Press the crumb mixture firmly into the bottom of a 9×13-inch baking dish to form a crust. Place in the fridge while you prepare the filling.
Make the Filling:
In a mixing bowl, beat the softened cream cheese and powdered sugar together until smooth and creamy.
In a separate bowl, whip the heavy cream and vanilla extract together until stiff peaks form.
Gently fold the whipped cream into the cream cheese mixture, being careful not to deflate the whipped cream. Once combined, spread this mixture evenly over the graham cracker crust.
Assemble the Cake:
Layer the sliced bananas on top of the cream filling. Then, evenly distribute the crushed pineapple and chopped maraschino cherries over the bananas.
Top everything with a layer of whipped cream or whipped topping.
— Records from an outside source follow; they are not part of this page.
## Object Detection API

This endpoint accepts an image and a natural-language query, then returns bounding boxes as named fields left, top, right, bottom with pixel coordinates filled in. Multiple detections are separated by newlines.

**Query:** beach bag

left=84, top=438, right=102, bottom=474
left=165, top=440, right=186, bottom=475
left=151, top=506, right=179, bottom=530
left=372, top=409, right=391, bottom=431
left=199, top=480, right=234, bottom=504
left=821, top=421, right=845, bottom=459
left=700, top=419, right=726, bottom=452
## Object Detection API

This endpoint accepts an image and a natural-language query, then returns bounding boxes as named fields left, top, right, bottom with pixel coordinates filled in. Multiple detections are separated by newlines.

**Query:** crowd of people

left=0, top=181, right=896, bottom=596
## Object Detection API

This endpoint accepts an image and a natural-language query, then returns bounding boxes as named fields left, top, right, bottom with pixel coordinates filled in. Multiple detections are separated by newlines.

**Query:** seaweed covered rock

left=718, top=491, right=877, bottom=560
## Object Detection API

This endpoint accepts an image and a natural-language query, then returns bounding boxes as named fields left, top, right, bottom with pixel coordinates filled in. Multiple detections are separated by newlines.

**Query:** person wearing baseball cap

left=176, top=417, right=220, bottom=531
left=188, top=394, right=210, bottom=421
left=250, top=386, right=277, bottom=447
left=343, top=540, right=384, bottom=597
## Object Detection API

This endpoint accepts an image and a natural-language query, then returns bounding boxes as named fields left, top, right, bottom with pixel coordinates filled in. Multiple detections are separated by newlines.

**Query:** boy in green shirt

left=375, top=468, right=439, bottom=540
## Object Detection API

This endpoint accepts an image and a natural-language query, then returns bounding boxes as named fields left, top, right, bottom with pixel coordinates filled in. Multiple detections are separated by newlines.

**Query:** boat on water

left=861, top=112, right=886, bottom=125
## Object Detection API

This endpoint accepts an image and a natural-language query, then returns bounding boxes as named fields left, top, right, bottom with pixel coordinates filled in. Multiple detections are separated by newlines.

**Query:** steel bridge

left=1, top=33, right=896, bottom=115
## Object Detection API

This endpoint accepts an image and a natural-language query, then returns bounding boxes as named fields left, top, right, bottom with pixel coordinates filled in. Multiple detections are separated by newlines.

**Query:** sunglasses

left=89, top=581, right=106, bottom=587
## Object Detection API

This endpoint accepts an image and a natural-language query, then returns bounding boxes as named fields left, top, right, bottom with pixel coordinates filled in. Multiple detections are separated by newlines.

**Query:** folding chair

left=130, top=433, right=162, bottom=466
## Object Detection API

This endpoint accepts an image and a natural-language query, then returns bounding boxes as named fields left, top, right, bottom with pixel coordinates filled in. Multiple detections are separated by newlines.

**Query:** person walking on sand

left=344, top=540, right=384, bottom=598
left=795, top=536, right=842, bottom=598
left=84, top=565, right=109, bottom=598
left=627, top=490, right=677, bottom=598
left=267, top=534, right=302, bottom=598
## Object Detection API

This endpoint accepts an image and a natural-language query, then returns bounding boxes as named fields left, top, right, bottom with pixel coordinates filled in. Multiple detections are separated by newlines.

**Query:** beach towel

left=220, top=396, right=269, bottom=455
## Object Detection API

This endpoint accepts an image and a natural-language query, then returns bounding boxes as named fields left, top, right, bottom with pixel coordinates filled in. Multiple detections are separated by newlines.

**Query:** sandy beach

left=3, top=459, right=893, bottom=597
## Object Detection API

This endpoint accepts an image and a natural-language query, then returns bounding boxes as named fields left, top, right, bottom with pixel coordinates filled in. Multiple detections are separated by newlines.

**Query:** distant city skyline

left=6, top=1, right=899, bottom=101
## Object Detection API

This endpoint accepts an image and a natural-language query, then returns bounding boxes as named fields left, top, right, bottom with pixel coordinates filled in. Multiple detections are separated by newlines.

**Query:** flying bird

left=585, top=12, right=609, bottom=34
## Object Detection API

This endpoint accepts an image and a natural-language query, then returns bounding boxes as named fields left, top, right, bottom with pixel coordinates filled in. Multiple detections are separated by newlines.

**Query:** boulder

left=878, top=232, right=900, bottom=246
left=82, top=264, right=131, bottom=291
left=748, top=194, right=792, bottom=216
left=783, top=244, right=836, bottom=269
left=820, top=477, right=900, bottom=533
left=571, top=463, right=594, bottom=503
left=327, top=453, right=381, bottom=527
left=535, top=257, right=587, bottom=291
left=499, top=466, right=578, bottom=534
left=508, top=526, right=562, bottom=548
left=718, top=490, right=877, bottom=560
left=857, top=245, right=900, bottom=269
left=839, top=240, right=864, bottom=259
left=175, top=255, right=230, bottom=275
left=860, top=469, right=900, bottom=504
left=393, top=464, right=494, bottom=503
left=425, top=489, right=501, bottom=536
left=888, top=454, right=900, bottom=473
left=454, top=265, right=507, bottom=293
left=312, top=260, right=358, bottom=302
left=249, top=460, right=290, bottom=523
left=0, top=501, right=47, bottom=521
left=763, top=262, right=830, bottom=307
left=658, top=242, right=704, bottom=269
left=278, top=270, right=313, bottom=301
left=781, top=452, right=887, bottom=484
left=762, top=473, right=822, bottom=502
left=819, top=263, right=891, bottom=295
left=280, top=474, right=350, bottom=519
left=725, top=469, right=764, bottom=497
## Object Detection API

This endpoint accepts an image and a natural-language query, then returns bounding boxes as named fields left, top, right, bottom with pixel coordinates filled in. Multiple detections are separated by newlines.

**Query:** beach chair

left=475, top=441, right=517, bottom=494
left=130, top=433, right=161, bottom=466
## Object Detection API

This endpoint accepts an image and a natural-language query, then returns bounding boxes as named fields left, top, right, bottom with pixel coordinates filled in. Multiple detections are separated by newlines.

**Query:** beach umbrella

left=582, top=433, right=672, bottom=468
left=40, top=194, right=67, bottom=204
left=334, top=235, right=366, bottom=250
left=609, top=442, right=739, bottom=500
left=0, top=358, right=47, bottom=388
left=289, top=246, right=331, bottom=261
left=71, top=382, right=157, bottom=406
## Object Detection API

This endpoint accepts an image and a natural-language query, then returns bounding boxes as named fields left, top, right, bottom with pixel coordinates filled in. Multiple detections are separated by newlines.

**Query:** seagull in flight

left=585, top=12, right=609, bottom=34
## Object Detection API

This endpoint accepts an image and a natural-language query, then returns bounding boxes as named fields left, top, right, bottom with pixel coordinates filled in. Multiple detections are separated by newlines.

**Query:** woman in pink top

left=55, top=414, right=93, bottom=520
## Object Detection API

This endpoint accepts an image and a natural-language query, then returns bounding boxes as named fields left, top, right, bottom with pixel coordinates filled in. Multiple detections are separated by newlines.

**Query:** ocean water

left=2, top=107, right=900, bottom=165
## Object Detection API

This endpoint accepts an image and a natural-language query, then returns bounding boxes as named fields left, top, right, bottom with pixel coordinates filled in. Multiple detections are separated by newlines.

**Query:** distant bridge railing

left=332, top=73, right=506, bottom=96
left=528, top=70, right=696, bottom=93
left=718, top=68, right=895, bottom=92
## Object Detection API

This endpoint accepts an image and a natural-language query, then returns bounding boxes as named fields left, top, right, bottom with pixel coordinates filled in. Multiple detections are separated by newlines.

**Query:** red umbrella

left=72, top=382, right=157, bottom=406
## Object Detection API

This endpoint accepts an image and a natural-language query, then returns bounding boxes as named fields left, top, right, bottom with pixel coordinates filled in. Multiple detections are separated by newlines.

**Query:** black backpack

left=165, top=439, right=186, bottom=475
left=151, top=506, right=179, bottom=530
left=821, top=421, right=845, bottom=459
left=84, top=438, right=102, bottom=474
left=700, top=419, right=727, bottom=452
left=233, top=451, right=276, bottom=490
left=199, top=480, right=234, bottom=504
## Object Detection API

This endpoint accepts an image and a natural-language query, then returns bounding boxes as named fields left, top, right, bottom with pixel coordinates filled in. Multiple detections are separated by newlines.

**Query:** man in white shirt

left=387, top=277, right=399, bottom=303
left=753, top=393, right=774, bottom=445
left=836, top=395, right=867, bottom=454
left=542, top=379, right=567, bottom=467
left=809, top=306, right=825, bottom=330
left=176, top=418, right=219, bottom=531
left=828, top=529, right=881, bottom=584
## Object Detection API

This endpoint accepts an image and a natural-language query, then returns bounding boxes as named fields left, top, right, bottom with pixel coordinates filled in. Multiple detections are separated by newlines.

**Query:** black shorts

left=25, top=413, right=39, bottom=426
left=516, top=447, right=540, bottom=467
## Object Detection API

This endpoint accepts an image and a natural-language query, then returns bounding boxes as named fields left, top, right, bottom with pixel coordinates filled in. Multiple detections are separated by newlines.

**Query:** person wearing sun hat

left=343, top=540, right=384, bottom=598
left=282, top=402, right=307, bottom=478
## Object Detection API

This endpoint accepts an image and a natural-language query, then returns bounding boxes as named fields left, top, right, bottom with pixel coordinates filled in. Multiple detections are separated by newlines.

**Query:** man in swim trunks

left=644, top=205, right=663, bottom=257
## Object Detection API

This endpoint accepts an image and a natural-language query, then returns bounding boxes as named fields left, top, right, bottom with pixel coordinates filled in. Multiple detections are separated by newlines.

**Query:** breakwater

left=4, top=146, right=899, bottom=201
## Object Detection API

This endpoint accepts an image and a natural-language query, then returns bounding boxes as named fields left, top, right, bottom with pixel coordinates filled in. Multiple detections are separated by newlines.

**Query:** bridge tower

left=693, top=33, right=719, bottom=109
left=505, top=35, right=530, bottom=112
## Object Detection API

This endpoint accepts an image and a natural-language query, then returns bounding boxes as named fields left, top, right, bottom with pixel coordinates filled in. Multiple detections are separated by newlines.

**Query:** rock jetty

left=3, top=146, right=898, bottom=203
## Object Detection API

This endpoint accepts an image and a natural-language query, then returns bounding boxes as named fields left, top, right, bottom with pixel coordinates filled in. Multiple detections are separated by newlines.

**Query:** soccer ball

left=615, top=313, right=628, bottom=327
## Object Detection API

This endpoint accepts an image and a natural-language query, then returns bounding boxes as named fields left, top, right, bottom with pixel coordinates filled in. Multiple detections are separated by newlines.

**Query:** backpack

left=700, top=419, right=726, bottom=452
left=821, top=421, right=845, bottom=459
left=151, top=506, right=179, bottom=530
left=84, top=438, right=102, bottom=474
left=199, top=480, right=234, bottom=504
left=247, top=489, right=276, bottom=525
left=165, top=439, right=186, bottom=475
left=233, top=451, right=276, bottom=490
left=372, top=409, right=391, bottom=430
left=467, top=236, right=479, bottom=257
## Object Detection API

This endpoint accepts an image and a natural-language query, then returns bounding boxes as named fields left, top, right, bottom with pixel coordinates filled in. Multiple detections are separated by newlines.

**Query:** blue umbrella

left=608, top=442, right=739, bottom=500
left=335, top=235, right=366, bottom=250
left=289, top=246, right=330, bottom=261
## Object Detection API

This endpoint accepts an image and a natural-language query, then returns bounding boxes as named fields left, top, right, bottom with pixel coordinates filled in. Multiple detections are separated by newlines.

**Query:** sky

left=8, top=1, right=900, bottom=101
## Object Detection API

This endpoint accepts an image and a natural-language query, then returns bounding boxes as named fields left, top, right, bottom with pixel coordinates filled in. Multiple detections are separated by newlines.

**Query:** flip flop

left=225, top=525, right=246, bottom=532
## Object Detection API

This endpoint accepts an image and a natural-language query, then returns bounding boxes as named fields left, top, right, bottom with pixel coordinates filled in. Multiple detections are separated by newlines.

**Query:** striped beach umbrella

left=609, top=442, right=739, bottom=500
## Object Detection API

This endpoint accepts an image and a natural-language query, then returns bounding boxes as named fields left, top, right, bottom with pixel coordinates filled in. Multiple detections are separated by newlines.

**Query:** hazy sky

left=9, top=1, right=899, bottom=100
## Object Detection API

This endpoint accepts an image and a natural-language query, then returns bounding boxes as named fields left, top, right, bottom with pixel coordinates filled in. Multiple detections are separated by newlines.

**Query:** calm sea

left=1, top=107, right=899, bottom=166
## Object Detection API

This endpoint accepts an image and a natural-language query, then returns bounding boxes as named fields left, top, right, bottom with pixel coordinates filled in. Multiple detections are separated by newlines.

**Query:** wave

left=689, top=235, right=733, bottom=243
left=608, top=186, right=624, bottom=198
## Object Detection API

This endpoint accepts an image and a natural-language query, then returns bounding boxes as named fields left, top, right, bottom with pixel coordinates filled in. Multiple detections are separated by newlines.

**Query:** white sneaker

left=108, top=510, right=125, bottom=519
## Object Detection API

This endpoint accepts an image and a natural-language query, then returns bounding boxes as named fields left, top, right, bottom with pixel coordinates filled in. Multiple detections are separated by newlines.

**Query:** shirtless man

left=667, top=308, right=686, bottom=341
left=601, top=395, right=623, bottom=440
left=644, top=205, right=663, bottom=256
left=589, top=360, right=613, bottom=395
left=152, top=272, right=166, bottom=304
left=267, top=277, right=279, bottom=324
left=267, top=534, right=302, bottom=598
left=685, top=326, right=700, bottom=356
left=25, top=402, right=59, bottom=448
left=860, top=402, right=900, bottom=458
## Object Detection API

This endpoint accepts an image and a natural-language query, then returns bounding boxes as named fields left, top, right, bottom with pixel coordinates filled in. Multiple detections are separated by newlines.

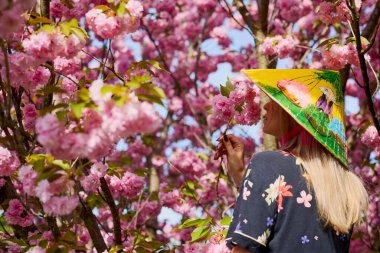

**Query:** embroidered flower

left=263, top=175, right=293, bottom=212
left=242, top=186, right=251, bottom=200
left=297, top=190, right=312, bottom=207
left=266, top=217, right=274, bottom=227
left=301, top=235, right=310, bottom=244
left=235, top=221, right=242, bottom=233
left=257, top=229, right=271, bottom=245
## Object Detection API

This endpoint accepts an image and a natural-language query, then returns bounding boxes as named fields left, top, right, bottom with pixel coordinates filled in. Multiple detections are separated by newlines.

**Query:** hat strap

left=279, top=124, right=315, bottom=148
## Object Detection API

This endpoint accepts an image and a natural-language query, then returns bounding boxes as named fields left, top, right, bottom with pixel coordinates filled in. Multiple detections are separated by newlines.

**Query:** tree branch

left=349, top=3, right=380, bottom=134
left=79, top=197, right=108, bottom=252
left=99, top=177, right=122, bottom=246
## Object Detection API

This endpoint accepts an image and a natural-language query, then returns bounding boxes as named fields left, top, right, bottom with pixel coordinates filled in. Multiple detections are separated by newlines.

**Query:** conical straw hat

left=243, top=69, right=348, bottom=168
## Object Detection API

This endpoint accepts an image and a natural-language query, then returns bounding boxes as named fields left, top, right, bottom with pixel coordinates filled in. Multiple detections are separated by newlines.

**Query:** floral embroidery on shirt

left=263, top=175, right=293, bottom=212
left=266, top=217, right=274, bottom=227
left=242, top=186, right=251, bottom=200
left=297, top=190, right=313, bottom=207
left=301, top=235, right=310, bottom=244
left=257, top=229, right=271, bottom=245
left=234, top=221, right=242, bottom=233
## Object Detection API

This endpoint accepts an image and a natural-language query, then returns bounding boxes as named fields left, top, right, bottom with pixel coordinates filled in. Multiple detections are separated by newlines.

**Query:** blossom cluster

left=209, top=76, right=260, bottom=129
left=321, top=43, right=366, bottom=70
left=0, top=146, right=20, bottom=177
left=22, top=30, right=86, bottom=62
left=318, top=1, right=351, bottom=24
left=260, top=35, right=300, bottom=59
left=85, top=1, right=144, bottom=39
left=361, top=126, right=380, bottom=150
left=35, top=80, right=162, bottom=160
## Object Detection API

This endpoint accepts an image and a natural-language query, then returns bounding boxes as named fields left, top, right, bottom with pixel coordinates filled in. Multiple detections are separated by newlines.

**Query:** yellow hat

left=243, top=69, right=348, bottom=168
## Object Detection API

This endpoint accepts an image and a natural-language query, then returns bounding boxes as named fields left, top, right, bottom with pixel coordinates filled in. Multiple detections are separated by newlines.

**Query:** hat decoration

left=243, top=69, right=348, bottom=167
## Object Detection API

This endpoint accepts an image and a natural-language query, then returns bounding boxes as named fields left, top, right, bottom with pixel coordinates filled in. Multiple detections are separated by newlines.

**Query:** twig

left=218, top=0, right=254, bottom=37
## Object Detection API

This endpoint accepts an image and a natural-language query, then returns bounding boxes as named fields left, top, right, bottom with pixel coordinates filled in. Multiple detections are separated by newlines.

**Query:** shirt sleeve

left=226, top=152, right=285, bottom=252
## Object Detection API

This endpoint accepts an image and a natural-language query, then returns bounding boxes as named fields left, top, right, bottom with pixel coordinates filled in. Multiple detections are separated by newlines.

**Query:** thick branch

left=234, top=0, right=277, bottom=150
left=233, top=0, right=259, bottom=35
left=362, top=0, right=380, bottom=39
left=350, top=6, right=380, bottom=134
left=257, top=0, right=270, bottom=35
left=100, top=177, right=122, bottom=245
left=39, top=0, right=50, bottom=18
left=80, top=199, right=108, bottom=252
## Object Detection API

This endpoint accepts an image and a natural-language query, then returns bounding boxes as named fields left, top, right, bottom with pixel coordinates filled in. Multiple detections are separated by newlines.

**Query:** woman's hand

left=214, top=134, right=245, bottom=187
left=232, top=245, right=252, bottom=253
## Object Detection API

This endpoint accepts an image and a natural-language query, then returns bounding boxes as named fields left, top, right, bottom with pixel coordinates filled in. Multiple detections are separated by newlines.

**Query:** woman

left=215, top=69, right=368, bottom=253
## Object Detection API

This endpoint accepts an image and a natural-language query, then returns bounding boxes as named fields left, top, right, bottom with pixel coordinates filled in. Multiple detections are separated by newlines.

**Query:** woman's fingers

left=214, top=142, right=227, bottom=160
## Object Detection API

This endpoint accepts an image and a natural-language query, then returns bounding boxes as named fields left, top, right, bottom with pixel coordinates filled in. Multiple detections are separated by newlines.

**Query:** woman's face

left=263, top=99, right=287, bottom=138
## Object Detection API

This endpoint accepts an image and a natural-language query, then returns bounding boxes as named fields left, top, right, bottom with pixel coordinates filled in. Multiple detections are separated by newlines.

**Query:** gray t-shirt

left=226, top=151, right=351, bottom=253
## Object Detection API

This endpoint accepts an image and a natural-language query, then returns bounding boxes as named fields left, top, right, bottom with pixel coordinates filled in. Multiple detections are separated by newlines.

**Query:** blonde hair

left=279, top=111, right=368, bottom=234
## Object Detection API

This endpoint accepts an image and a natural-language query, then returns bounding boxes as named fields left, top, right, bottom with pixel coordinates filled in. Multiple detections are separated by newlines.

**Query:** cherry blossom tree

left=0, top=0, right=379, bottom=252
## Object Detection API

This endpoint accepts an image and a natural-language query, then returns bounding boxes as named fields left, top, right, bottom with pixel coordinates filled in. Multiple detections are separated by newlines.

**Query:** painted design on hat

left=242, top=69, right=348, bottom=168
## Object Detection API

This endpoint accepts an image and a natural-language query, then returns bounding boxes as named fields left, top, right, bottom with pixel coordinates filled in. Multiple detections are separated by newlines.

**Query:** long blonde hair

left=279, top=109, right=368, bottom=234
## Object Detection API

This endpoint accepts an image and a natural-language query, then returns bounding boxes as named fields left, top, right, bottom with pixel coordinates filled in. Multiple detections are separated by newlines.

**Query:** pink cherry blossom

left=42, top=195, right=79, bottom=216
left=85, top=8, right=122, bottom=39
left=0, top=147, right=20, bottom=176
left=23, top=104, right=38, bottom=131
left=4, top=199, right=34, bottom=227
left=361, top=126, right=380, bottom=149
left=211, top=94, right=235, bottom=122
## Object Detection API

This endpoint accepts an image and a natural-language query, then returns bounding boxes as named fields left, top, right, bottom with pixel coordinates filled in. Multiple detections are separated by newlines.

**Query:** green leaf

left=190, top=225, right=210, bottom=243
left=121, top=156, right=133, bottom=166
left=30, top=17, right=52, bottom=25
left=141, top=134, right=155, bottom=146
left=317, top=37, right=340, bottom=49
left=46, top=244, right=58, bottom=253
left=220, top=216, right=232, bottom=227
left=182, top=187, right=195, bottom=198
left=198, top=153, right=209, bottom=160
left=38, top=240, right=48, bottom=248
left=101, top=85, right=116, bottom=96
left=60, top=22, right=71, bottom=36
left=147, top=60, right=168, bottom=73
left=86, top=194, right=104, bottom=208
left=52, top=160, right=70, bottom=170
left=55, top=110, right=67, bottom=122
left=6, top=238, right=28, bottom=246
left=70, top=102, right=86, bottom=118
left=95, top=5, right=111, bottom=11
left=178, top=218, right=204, bottom=229
left=109, top=245, right=124, bottom=253
left=41, top=24, right=55, bottom=33
left=36, top=85, right=67, bottom=96
left=77, top=88, right=91, bottom=103
left=186, top=181, right=195, bottom=191
left=220, top=77, right=235, bottom=97
left=135, top=93, right=164, bottom=105
left=70, top=27, right=86, bottom=40
left=40, top=103, right=68, bottom=115
left=117, top=2, right=126, bottom=17
left=61, top=230, right=77, bottom=243
left=135, top=247, right=148, bottom=253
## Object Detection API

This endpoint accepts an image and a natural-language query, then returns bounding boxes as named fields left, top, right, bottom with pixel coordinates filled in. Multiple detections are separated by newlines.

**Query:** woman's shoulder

left=250, top=150, right=297, bottom=164
left=248, top=150, right=300, bottom=176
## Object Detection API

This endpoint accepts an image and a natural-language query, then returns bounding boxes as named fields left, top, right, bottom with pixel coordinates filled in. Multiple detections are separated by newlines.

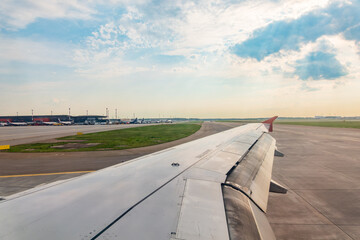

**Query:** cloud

left=343, top=24, right=360, bottom=44
left=71, top=0, right=333, bottom=80
left=0, top=36, right=73, bottom=66
left=301, top=83, right=320, bottom=92
left=0, top=0, right=96, bottom=30
left=0, top=0, right=157, bottom=30
left=233, top=0, right=360, bottom=60
left=294, top=51, right=347, bottom=80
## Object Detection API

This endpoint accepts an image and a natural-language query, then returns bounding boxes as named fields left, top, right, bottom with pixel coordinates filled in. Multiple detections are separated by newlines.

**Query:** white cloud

left=169, top=0, right=333, bottom=54
left=0, top=36, right=73, bottom=66
left=71, top=0, right=336, bottom=81
left=0, top=0, right=155, bottom=30
left=194, top=33, right=360, bottom=94
left=0, top=0, right=95, bottom=29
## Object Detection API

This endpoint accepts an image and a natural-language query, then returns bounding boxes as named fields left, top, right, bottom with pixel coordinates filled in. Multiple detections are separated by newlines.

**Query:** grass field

left=276, top=121, right=360, bottom=129
left=8, top=124, right=201, bottom=153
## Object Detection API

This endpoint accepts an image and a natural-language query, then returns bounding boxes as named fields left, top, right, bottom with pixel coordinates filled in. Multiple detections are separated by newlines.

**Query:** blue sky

left=0, top=0, right=359, bottom=117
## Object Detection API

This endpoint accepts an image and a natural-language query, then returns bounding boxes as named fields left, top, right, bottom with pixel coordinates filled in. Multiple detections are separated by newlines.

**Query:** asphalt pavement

left=0, top=124, right=151, bottom=146
left=268, top=124, right=360, bottom=239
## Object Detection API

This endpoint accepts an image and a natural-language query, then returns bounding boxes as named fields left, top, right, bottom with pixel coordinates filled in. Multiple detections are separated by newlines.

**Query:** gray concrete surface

left=0, top=124, right=153, bottom=146
left=268, top=124, right=360, bottom=240
left=1, top=122, right=359, bottom=239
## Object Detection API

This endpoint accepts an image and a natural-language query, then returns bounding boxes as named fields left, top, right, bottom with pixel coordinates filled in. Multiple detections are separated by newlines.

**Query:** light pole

left=68, top=108, right=71, bottom=120
left=115, top=109, right=117, bottom=119
left=31, top=109, right=33, bottom=121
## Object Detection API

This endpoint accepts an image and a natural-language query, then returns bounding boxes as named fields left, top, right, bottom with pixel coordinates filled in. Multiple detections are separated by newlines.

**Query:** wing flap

Optionally, sprinkle chopped walnuts or pecans over the top for some added crunch.
Chill:
Refrigerate the cake for at least 4 hours or overnight to allow it to set and chill completely. The longer it sits, the better the flavors meld together.
Serve:
Just before serving, drizzle chocolate syrup over the top for that authentic banana split touch. Slice and enjoy!